February 8, 2022
Many bilingual children in the U.S. are at risk of academic difficulties due to a need to support their English reading skills. Erin Walker joined a multi-disciplinary team to examine a reading intervention that prompts students to move images on an iPad that align with story text to build their understanding of multi chapter stories.
Main takeaways from this research are:
- There is a critical urgency for new, innovative reading interventions for DLL children in elementary school.
- Future research should aim to match text difficulty with children's skills when introducing new comprehension strategies to maximize benefit from the EMBRACE intervention.
In the United States, many bilingual children are at risk of academic difficulties due to risk factors such as an increased likelihood of growing up in poverty, education that is not aligned to their needs, and living in a sociocultural context that does not value their cultural identity and heritage. Among the most commonly discussed areas of academic need for this population is how to support their English reading skills.
Decades of research demonstrate that motor, language, and reading deficits often co-occur, yet the common co-occurrence of motor deficits is not often considered when thinking about language and reading disability. A cognitive theory that can reconcile this seemingly unlikely relationship is the simulation theory of reading comprehension based on embodied cognition. This theory proposes a role of the sensorimotor system in language and reading comprehension and allows for an additional prediction about the difficulty DLLs face when reading in a second language.
Recent research conducted by a multi-disciplinary team including University of Pittsburgh School of Computing and Information (SCI) Associate Professor, Erin Walker, examined an embodied reading intervention specifically targeting comprehension called "Enhanced Moved by Reading to Accelerate Comprehension in English" (EMBRACE) to test whether it would be effective for DLL children with identified difficulty with reading comprehension. Designed by Walker, the EMBRACE program prompts students to move images on an iPad to demonstrate understanding of multi chapter stories. The program then assesses students' vocabulary and syntactic knowledge, and provides them with tailored feedback. EMBRACE also adapts the texts the children receive based on their abilities.

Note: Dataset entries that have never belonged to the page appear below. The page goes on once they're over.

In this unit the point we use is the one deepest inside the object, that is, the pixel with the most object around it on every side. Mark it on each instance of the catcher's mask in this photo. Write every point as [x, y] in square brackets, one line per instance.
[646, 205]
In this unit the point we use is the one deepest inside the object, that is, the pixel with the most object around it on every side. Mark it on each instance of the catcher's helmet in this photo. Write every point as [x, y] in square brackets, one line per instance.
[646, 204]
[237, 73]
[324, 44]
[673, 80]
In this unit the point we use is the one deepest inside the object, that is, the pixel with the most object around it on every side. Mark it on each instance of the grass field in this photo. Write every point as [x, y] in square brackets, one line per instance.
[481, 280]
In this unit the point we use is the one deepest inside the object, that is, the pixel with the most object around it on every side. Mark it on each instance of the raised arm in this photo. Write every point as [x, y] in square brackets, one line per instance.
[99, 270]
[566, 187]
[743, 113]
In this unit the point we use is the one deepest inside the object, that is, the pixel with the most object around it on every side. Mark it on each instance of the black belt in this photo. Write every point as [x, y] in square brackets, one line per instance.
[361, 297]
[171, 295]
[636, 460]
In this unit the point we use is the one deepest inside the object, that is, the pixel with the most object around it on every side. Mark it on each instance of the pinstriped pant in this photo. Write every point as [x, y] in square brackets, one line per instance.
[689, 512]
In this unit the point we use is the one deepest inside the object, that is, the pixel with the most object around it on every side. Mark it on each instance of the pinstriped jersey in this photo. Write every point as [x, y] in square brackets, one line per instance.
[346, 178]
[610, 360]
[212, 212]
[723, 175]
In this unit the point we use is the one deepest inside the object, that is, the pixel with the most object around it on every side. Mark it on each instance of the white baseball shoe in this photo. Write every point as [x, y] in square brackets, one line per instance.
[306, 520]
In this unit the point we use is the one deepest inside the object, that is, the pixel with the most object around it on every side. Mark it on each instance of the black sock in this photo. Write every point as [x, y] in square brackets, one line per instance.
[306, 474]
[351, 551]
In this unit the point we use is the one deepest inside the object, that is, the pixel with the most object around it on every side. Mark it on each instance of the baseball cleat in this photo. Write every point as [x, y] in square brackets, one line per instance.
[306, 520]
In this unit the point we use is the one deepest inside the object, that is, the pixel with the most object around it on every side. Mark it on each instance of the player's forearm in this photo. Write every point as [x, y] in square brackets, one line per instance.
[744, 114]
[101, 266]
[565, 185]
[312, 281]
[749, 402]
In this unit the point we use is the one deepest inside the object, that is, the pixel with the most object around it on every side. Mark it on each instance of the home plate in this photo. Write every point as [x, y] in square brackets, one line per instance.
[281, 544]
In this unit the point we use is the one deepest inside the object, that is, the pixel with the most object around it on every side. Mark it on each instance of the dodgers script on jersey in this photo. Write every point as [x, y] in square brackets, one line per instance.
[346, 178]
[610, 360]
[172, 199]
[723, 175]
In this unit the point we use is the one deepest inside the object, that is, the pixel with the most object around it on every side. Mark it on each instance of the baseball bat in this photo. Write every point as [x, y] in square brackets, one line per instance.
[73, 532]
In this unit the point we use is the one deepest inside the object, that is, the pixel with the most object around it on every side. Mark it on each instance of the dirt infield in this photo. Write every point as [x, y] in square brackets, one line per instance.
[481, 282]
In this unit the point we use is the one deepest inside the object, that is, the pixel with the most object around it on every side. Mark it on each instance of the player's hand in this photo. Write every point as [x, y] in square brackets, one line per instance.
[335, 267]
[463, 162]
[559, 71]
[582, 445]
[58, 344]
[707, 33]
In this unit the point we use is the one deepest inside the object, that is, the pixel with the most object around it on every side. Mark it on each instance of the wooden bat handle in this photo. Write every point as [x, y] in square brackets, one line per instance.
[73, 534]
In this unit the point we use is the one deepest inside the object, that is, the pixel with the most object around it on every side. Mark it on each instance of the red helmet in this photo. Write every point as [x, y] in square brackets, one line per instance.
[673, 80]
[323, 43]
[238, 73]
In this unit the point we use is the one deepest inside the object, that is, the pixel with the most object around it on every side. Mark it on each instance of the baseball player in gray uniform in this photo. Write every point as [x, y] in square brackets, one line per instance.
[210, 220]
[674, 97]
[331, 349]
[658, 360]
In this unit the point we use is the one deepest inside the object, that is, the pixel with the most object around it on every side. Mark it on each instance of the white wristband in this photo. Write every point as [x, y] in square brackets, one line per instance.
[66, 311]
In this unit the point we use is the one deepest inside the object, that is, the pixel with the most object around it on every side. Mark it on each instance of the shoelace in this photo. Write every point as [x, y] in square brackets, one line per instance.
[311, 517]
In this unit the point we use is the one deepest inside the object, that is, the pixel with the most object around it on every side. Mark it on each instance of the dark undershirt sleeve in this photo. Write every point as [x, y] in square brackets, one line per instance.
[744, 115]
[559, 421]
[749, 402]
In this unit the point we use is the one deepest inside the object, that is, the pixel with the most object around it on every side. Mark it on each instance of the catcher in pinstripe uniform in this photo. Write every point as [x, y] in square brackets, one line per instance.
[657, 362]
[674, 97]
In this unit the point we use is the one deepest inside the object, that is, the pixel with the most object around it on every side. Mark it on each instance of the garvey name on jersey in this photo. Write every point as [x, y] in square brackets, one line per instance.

Using this program, 56 participants in second to fifth grades with low language and reading skills were randomly assigned to one of two groups and studied. For this group of DLLs, the overall intervention effect was not statistically significant. However, DLLs with lower initial English reading abilities benefited more from the intervention than those with stronger reading skills. The intervention strategies were most effective with simpler stories, making the meaning of the texts more accessible to this population.
The EMBRACE intervention has promise for use with DLLs with low decoding and comprehension skills, particularly in early elementary grades. Future research should aim to match text difficulty with child skills when introducing new comprehension strategies to maximize benefit from the intervention.
Sanabria, A.A., Restrepo, M.A., Walker, E., & Glenburg, A. (2022). A reading comprehension intervention for dual language learners with weak language and reading skills. Journal of Speech, Language, and Hearing Research.